Have you ever stopped to think how your fridge works, perhaps during one of those (inumerous) times you've opened the door looking for a snack? Using this everyday appliance as a starting point, Dr Kelly Frame recently explained the basic concepts of cybernetics to two, very different audiences: Y9-0 students from regional Australia during Get Set 2021, and prospective students from around the world during ANU International Student Week. As Frame explained, “all they needed to participate was a device and their unique imagination”.
Not that we didn’t know it before, but Richard Graham reiterated the fact while interviewing Distinguished Professor Genevieve Bell for the Really Interesting Women podcast, which explores personal journeys of women from all over the world. The conversation covers her work at CECS, trivia, cricket, lifts, and sci-fi books.
Tegan Clark came up with the idea for the first annual Women in STEM leadership conference during the 2020 lockdown as she contemplated her past and future at ANU. She regretted that she hadn't had the opportunity to foster relationships with other women studying science. She wanted to find a female supervisor for her honours research, but she hadn't done enough networking to know who to ask. Watch our interview with Tegan about the conference and read about the research the conference has spawned.
This year, the College of Engineering and Computer Sciences will award the Humanitarian Engineering minor to its first recipients. As part of the course, ANU partners with Engineers without Borders on the Design Summit, which has sent 1200 students to six countries for two-week programs based in local communities.
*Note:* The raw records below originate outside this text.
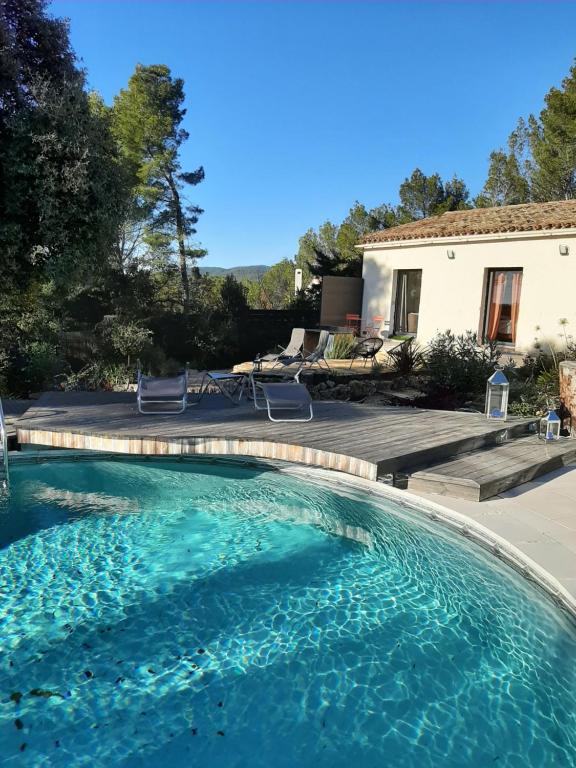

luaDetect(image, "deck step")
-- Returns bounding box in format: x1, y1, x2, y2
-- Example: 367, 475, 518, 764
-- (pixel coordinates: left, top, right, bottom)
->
379, 417, 537, 475
407, 435, 576, 501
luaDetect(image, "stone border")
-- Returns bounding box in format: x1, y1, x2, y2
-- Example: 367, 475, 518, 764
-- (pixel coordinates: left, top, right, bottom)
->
16, 427, 378, 481
8, 449, 576, 625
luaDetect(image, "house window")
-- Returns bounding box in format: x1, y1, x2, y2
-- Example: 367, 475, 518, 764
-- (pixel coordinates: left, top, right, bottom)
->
394, 269, 422, 335
483, 269, 523, 344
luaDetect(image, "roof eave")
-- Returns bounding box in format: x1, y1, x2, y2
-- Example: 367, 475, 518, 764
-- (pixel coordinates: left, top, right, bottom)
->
356, 227, 576, 251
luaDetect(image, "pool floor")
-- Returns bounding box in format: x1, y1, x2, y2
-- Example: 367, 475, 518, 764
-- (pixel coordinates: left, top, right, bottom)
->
0, 459, 575, 767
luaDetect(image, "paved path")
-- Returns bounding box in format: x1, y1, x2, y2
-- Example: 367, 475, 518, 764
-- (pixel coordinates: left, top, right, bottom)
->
415, 463, 576, 601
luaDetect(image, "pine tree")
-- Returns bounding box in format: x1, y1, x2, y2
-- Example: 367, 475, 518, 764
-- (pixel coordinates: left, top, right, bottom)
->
112, 64, 205, 310
398, 169, 471, 219
529, 63, 576, 201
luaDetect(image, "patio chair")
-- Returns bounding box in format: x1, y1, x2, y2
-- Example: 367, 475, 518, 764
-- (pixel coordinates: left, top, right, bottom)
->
260, 327, 305, 365
252, 380, 314, 422
345, 313, 361, 335
349, 337, 384, 368
137, 365, 188, 414
366, 315, 384, 336
280, 330, 331, 374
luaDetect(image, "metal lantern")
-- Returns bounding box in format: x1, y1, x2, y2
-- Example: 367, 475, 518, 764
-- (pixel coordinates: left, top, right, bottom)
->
485, 368, 509, 421
539, 409, 561, 441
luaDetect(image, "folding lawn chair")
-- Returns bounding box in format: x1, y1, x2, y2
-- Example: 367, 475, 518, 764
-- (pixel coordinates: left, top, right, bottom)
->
137, 366, 189, 414
260, 327, 305, 366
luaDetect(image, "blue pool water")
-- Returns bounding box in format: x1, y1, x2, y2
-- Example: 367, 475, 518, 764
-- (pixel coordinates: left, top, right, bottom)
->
0, 458, 575, 767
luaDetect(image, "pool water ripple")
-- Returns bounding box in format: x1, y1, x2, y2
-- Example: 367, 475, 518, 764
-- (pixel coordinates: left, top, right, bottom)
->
0, 459, 575, 767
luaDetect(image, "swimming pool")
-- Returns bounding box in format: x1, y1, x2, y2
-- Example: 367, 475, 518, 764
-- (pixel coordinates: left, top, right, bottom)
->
0, 457, 575, 767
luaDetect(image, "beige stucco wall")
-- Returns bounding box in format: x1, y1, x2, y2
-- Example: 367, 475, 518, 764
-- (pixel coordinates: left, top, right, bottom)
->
361, 231, 576, 351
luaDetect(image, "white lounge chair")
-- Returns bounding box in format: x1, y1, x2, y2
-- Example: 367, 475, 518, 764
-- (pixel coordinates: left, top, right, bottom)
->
280, 329, 331, 373
261, 327, 305, 366
137, 366, 188, 414
250, 377, 313, 422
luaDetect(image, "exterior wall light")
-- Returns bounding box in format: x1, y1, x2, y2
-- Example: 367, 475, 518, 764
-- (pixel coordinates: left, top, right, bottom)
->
447, 250, 455, 259
559, 244, 570, 256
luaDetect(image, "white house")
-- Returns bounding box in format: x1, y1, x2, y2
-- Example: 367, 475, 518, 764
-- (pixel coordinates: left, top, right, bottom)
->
358, 200, 576, 352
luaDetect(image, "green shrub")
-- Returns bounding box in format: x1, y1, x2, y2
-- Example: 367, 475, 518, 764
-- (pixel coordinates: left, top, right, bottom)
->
20, 342, 64, 392
60, 361, 133, 391
509, 369, 560, 417
424, 331, 501, 402
326, 334, 356, 360
387, 339, 425, 375
96, 318, 153, 365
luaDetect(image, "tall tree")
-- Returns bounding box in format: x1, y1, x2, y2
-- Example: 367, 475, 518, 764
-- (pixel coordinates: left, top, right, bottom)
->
398, 169, 445, 219
475, 119, 531, 207
112, 64, 205, 310
303, 202, 398, 279
398, 168, 471, 219
479, 62, 576, 204
0, 0, 126, 292
439, 175, 472, 212
247, 259, 297, 309
529, 63, 576, 201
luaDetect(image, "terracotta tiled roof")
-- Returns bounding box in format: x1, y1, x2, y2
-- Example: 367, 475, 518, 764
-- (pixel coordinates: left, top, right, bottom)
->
360, 200, 576, 245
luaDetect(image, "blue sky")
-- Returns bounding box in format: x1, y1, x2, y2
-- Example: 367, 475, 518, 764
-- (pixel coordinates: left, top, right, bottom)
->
51, 0, 576, 268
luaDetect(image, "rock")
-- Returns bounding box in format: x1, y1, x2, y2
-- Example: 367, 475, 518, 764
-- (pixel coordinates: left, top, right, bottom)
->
349, 379, 376, 401
329, 385, 349, 400
388, 388, 426, 404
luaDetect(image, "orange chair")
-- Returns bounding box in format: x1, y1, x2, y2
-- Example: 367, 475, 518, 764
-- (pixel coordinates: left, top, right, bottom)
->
345, 313, 361, 334
365, 315, 384, 336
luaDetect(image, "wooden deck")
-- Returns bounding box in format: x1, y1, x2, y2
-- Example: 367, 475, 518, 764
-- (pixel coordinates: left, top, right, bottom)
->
15, 391, 535, 483
408, 435, 576, 501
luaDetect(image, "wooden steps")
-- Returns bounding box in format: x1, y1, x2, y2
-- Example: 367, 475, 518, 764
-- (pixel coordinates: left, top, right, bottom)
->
407, 435, 576, 501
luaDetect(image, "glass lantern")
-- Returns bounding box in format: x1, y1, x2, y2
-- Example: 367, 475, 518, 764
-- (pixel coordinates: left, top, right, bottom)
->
539, 409, 561, 441
485, 368, 509, 421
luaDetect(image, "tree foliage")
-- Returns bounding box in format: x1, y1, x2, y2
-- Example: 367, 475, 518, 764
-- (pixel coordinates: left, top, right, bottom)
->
303, 201, 397, 280
398, 169, 471, 220
301, 173, 470, 282
247, 259, 298, 309
478, 61, 576, 204
530, 63, 576, 201
0, 0, 127, 293
112, 64, 205, 309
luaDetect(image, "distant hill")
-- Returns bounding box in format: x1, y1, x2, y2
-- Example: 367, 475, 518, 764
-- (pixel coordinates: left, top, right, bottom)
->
200, 265, 270, 281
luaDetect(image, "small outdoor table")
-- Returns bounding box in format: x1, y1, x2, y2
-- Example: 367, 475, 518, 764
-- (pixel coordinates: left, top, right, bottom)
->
196, 371, 247, 404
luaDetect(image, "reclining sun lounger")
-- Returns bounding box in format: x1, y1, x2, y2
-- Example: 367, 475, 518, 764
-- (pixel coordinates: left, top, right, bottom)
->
137, 366, 188, 414
252, 380, 313, 422
261, 327, 305, 366
279, 329, 331, 373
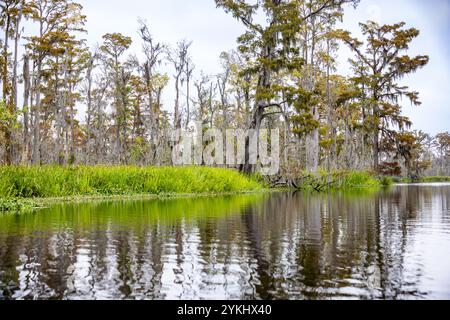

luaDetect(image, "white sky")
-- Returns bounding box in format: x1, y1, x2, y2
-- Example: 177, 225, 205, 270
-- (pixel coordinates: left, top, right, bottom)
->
73, 0, 450, 134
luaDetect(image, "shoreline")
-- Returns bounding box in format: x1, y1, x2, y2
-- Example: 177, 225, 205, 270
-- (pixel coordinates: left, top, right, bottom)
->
0, 189, 276, 214
33, 189, 275, 206
3, 182, 449, 214
20, 181, 450, 203
1, 165, 448, 214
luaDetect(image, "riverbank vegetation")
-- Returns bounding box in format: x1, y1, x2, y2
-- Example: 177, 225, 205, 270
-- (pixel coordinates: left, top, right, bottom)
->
0, 164, 398, 213
0, 165, 391, 204
419, 176, 450, 183
0, 166, 264, 213
0, 166, 262, 199
271, 170, 387, 192
0, 198, 37, 214
394, 176, 450, 184
0, 1, 447, 196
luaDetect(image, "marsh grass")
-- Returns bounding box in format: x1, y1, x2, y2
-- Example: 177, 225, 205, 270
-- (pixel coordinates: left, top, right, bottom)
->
0, 198, 38, 214
391, 176, 450, 184
294, 170, 382, 191
0, 166, 263, 200
417, 176, 450, 183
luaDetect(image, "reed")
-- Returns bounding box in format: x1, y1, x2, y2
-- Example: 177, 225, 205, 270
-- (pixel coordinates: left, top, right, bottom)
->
0, 166, 263, 200
294, 170, 382, 191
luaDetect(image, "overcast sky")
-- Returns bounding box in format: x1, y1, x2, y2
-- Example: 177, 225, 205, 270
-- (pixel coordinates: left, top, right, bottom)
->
77, 0, 449, 135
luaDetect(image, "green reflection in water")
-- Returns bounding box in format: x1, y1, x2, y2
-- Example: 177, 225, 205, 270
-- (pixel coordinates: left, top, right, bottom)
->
0, 185, 449, 300
0, 193, 266, 231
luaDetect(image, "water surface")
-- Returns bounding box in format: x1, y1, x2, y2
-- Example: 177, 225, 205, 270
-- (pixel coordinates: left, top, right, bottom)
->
1, 184, 449, 300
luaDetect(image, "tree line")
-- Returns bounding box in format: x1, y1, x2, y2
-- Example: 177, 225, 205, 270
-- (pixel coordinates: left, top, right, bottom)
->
0, 0, 448, 179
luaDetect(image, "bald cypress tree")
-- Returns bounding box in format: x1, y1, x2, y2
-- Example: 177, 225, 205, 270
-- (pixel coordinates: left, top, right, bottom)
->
26, 0, 86, 164
0, 0, 32, 164
100, 33, 132, 163
334, 21, 429, 172
216, 0, 358, 173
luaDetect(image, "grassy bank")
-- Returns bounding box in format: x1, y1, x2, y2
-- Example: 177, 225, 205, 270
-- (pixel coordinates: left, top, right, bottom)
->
392, 176, 450, 184
0, 166, 263, 213
0, 166, 393, 214
0, 198, 38, 214
416, 176, 450, 183
293, 170, 387, 192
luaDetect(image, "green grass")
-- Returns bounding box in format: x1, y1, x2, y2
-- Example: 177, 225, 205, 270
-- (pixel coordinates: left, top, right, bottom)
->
294, 170, 382, 191
418, 176, 450, 183
0, 166, 263, 201
0, 166, 391, 213
0, 198, 38, 214
377, 175, 394, 187
392, 176, 450, 184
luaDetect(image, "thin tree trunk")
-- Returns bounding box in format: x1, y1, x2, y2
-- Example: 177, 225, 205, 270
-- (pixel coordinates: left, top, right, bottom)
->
174, 74, 181, 129
373, 103, 380, 172
144, 62, 157, 164
2, 12, 12, 164
67, 65, 76, 164
32, 61, 42, 165
22, 54, 30, 164
305, 16, 319, 173
10, 11, 21, 164
185, 61, 191, 130
85, 56, 94, 165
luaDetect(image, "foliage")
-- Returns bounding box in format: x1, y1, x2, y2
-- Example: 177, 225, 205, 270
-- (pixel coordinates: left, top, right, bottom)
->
0, 198, 38, 214
0, 0, 440, 184
215, 0, 359, 173
379, 161, 402, 176
435, 132, 450, 158
417, 176, 450, 183
390, 176, 450, 184
293, 170, 380, 191
334, 21, 429, 171
0, 166, 263, 199
378, 175, 394, 187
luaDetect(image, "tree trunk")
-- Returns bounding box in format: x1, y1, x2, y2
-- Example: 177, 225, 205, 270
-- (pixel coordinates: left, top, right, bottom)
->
241, 103, 264, 174
305, 16, 319, 173
67, 78, 76, 164
10, 12, 21, 164
22, 54, 31, 164
144, 62, 157, 164
306, 114, 319, 172
174, 74, 181, 130
85, 56, 94, 165
185, 61, 191, 130
240, 43, 272, 175
3, 12, 12, 165
32, 62, 42, 165
373, 104, 380, 172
Hear more from three members of the HumEng cohort, and their experiences overseas.
Dr Niraj Lal won a Celestino Eureka Prize for Promoting Understanding of Science. Dr Lal has authored two books and hosts an ABC podcast aimed at inspiring a love of science among children. "Communicating science for me isn't just about highlighting the wonders of our Universe, though that can be pretty great," he said. "It's also about showing how the process of scientific thinking and evidence-based reasoning can help us decide what to believe."
Professor Lindell Bromham and Dr Xia Hua won the Eureka Prize for Excellence in Interdisciplinary Scientific Research, a win they share with colleagues from the University of Queensland and the Karungkarni Art and Culture Aboriginal Corporation.
Restoring human function with bionic devices, implants and organs makes sense to most, but augmenting human performance raises ethical questions. Associate Professor Catherine Ball argues in an InnovationAus article that we must explore the potential of bionic technologies to understand and better resolve these matters.
The Global Undergraduate Awards recognised Madeleine Holly’s ENGN4200 final year thesis on the "Highly commended" list of 2021. Part of the first Humanitarian Engineering cohort, Maddie researched the optimal design technology for drying cocoa beans to enhance income for small-hold farmers in Papua New Guinea. The full list of honourees includes other 8 ANU scholars.